Голос мамаши Джонс оторвал его от тягостных раздумий. Он торопливо кивнул и, опираясь на стену, поднялся на ноги. Сегодня ему повезло. По меркам Убогого, его ждал роскошный ужин, если, конечно, его не опередит кто-нибудь такой же убогий, но покрепче и пошустрее. А потому следовало торопиться. Он подтянул костыль, сделанный из той самой доски, с помощью которой уковылял со смутно припоминаемого пепелища, – дерево хорошо прокалилось, и когда счистили верхний слой, то под углями оказалась крепкая, неповрежденная сердцевина, – и торопливо двинулся к закутку с очагом, служившему кухней мамаше Джонс. Слава богу, он успел раньше остальных.
Вечером, лежа на своей подстилке в самом сыром углу ночлежки, он в сотый раз мучительно думал о том, кто же он такой. Это уже стало навязчивой идеей. Временами ему казалось, что еще чуть-чуть – и он вспомнит что-то очень важное, может быть даже все, но это ощущение проходило, и он оставался наедине с тем обрубком человека, которым стал.
Мимо, ругаясь сквозь зубы, протопали три «ночных богомола», как в ночлежке звали громил, промышлявших тем, что грабили подгулявших завсегдатаев припортовых баров. Один из них бросил в его сторону брезгливый взгляд и поморщился. Убогий этого не заметил, но инстинктивно поежился и судорожным движением поглубже зарылся в кучу грязных, вонючих тряпок, будто стараясь спрятаться от своих мучительных мыслей. Он уже привык к этой вони, но где-то в глубине подсознания сохранилось ощущение того, что тот, кем он был раньше, вряд ли бы стал терпеть подобную вонь даже в течение минуты. И это воспоминание – скорее даже намек на его прежнее «Я», случайно пробившийся сквозь стену, которая отделяла его от собственного прошлого, – согревало душу Убогого сильнее, чем лишняя ложка мучной болтушки. Но сейчас он был совершенно другим человеком, и этот человек был даже рад этой вони, потому что благодаря ей он мог быть спокоен, зная, что на тряпки, служившие ему одеждой и постелью, никто не покусится.

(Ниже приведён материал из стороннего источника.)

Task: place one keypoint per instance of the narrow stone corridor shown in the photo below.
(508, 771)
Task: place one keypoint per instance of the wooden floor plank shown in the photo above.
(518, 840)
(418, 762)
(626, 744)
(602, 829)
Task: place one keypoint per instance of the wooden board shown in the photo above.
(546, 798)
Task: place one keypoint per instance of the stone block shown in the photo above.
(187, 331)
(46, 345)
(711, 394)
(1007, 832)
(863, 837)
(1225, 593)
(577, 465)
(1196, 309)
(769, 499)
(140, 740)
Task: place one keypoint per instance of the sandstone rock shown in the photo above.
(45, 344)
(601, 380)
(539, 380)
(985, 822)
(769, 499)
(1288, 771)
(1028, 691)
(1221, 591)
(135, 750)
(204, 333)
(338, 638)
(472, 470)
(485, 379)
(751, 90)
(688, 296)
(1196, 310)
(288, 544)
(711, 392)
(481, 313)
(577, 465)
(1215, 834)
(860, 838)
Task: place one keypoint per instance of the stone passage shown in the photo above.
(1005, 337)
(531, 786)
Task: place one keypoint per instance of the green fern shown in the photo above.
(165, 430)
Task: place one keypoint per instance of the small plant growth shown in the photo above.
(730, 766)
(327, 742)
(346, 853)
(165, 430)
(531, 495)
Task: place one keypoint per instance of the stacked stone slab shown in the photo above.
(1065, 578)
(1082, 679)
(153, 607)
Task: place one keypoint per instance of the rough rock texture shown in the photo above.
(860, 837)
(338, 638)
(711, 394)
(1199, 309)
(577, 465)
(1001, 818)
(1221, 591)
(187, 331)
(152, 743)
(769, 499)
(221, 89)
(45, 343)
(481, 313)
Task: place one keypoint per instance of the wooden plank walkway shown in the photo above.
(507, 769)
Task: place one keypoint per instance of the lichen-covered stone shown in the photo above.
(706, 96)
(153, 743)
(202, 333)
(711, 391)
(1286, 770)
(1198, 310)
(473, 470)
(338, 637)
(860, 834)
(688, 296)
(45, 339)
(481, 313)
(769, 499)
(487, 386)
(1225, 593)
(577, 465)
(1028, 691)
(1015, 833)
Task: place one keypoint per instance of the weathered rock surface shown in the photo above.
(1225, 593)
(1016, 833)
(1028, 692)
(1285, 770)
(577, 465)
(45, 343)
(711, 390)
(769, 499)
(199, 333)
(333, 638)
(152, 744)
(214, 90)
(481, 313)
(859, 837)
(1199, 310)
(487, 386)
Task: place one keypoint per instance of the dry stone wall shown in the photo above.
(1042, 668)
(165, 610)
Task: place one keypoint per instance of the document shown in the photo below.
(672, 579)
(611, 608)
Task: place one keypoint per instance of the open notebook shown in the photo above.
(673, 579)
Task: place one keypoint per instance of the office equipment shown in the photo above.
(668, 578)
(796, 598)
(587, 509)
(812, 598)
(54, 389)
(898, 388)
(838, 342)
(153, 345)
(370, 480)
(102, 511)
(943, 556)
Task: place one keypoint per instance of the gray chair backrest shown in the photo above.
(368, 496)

Из темноты показалась грузная фигура Грязного Буча. Тот до сих пор не мог простить себе, что приволок в ночлежку «этого урода». Убогий вжался в стену и подгреб тряпки ближе к себе, но на этот раз Буч прошел мимо, едва удостоив его взглядом. Когда его громоздкая фигура исчезла за углом, Убогий облегченно вздохнул. За последние два месяца он научился многому из того, что крысы знают от рождения. А также чего можно ожидать от человека, который считает тебя намного ниже себя и абсолютно уверен в собственной безнаказанности. Знать это было жизненно необходимо. Главное же из всего, что он успел понять за последние недели, было следующее: его первейшая забота – выжить, ни о чем другом он не должен даже думать. Все, что выходит за этот четко очерченный круг, любая мысль и переживание – в его положении непозволительная роскошь.